Jumhur berada di Parigi Moutong untuk berdialog dengan Bupati Samsurizal Tombolotutu dan jajaran pemerintah serta tokoh masyarakat setempat dalam rangkaian hari keempat Safari Ramadhan IV BNP2TKI ke Sulteng dan Sulsel 3-13 Agustus 2011.
Darsem, mantan TKI asal Kabupaten Subang, Jawa Barat, kembali ke kampung halamannya pada Rabu (13/7) setelah terbebas dari hukuman pancung di Arab Saudi setelah dibantu pemerintah dengan diyat sebesar Rp 4,7 miliar dan mendapat bantuan dari para pemirsa sebuah stasiun televisi swasta sebesar Rp 1,2 miliar sehingga kini menjadi miliarder.

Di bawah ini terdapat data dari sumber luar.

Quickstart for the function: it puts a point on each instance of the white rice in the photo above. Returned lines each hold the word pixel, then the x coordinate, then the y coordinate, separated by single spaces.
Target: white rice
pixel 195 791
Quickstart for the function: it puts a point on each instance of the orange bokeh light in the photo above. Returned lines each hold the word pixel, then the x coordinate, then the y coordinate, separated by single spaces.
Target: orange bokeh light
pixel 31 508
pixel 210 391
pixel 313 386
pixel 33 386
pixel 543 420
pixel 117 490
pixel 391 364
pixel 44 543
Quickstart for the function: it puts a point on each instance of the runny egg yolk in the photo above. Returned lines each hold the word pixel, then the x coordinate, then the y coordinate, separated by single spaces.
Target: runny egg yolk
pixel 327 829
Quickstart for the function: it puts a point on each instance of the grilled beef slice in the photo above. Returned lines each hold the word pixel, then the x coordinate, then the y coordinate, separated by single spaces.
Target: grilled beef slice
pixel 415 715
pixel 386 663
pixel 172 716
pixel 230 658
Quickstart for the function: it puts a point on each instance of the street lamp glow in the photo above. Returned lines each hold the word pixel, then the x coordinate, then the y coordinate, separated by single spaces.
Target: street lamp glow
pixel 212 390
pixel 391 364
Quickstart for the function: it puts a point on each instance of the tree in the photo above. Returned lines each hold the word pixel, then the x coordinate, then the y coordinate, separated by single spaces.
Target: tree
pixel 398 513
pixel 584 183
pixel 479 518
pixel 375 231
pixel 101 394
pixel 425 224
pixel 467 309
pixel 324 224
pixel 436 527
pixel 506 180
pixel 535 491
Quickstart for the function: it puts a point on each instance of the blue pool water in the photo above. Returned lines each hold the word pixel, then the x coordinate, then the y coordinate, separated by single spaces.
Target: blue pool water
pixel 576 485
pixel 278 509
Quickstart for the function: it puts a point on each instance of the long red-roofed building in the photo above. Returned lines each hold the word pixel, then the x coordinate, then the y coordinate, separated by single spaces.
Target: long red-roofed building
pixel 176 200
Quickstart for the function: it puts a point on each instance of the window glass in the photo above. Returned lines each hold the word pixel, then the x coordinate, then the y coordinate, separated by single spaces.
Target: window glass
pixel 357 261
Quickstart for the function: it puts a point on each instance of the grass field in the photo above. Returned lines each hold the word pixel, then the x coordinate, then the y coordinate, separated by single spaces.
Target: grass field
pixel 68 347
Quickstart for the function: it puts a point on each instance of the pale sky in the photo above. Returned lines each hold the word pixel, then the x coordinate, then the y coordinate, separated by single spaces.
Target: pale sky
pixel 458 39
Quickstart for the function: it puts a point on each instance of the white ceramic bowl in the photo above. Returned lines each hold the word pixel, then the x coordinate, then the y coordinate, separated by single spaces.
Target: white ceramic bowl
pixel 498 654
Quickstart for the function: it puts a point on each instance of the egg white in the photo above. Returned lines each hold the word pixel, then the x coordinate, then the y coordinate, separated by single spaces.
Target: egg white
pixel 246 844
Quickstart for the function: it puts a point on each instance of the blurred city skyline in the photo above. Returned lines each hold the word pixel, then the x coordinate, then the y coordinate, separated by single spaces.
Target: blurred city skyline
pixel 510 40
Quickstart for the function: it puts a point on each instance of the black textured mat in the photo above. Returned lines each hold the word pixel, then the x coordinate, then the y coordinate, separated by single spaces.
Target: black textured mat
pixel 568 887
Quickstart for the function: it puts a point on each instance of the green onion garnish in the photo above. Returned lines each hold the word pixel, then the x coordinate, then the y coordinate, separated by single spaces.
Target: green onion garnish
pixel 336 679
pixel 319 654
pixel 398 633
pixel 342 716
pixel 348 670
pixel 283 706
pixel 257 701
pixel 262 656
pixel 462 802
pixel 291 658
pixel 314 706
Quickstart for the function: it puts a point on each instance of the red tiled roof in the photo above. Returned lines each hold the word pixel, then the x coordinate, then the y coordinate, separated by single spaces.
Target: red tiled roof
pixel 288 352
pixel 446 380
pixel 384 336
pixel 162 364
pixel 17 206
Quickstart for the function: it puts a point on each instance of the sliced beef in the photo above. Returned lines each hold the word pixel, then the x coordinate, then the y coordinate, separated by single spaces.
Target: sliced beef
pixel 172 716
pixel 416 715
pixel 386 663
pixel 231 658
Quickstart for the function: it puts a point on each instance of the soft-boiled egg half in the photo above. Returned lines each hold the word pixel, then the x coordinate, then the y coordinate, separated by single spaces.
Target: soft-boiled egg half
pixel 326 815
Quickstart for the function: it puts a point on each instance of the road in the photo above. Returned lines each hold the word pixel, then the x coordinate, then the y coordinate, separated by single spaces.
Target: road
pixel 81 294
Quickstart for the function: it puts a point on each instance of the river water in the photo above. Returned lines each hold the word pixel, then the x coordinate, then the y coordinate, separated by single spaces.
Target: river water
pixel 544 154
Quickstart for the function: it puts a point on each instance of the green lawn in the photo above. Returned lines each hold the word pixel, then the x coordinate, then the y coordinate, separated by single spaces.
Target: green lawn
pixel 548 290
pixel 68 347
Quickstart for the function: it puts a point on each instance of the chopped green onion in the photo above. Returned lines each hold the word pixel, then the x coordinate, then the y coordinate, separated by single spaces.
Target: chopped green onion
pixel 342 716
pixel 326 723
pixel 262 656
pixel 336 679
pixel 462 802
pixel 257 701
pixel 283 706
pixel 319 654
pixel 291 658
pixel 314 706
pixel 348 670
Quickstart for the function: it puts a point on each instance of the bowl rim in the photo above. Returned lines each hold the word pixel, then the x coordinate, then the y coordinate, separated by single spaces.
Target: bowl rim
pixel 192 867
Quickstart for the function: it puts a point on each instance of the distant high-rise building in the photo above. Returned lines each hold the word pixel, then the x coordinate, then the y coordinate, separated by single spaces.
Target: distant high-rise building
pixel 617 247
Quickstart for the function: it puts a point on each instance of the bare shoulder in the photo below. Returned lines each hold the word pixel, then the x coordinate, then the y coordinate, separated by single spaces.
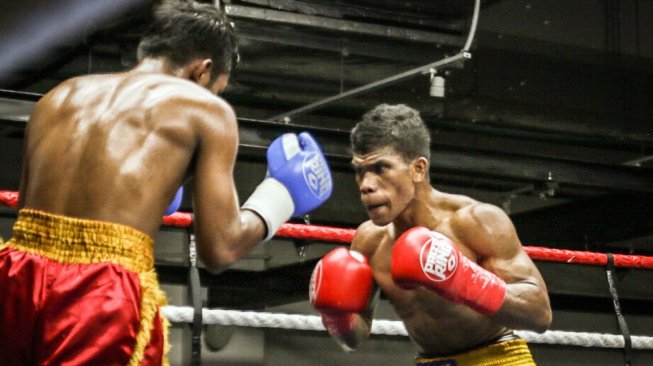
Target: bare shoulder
pixel 368 237
pixel 486 229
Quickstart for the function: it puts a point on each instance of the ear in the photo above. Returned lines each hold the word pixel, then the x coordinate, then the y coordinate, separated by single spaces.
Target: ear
pixel 201 72
pixel 419 169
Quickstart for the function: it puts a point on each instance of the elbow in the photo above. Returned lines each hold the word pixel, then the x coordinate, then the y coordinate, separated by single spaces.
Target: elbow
pixel 219 260
pixel 542 321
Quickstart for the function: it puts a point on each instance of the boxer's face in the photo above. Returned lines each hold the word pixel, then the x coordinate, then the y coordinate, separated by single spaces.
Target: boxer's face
pixel 385 183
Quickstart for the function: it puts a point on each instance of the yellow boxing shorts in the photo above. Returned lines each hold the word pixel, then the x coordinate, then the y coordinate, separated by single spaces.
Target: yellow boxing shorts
pixel 508 353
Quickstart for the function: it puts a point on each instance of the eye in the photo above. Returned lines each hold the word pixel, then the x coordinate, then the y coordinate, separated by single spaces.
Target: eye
pixel 380 168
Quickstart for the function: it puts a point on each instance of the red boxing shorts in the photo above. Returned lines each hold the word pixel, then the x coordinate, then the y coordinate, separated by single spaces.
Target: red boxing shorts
pixel 79 292
pixel 508 353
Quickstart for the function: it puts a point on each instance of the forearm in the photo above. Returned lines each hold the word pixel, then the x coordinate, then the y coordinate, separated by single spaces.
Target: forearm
pixel 231 244
pixel 349 340
pixel 526 307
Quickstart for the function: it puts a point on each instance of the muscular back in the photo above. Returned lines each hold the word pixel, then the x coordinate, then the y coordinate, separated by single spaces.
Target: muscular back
pixel 113 147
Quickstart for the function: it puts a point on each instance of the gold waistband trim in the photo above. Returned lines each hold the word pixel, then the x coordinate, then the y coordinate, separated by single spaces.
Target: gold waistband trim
pixel 80 241
pixel 508 353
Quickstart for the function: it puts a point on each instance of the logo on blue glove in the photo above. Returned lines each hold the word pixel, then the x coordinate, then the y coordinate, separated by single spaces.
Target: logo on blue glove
pixel 316 174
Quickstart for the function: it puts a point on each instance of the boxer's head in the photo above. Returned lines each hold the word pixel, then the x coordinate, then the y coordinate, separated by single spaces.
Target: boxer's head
pixel 396 126
pixel 184 32
pixel 391 151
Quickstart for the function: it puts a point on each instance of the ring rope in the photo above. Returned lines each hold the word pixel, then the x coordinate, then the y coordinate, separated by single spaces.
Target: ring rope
pixel 345 236
pixel 184 314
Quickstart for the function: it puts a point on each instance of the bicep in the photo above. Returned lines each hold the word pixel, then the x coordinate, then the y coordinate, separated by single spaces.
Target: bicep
pixel 491 234
pixel 215 199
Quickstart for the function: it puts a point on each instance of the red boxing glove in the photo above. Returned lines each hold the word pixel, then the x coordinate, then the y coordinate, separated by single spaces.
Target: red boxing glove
pixel 430 259
pixel 341 285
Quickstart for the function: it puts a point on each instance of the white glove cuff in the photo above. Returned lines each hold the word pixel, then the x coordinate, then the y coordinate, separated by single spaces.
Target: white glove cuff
pixel 273 203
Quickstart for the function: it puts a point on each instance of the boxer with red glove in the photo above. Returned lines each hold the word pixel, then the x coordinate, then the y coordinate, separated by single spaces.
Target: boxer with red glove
pixel 340 288
pixel 421 257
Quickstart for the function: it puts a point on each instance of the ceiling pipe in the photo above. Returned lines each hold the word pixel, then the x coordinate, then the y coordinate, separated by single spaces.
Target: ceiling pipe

Pada Kamis (4/8), dia menyumbang untuk keluarga almarhumah Ruyati, TKI asal Bekasi, Jawa Barat, yang dihukum pancung di Arab Saudi karena membunuh istri majikannya. Een Nuraeni datang ke rumah Darsem di Dusun Terungtum RT 09/04, Desa Patimban, Kecamatan Pusaka Negara, Kabupaten Subang, Jawa Barat, untuk menerima sumbangan itu.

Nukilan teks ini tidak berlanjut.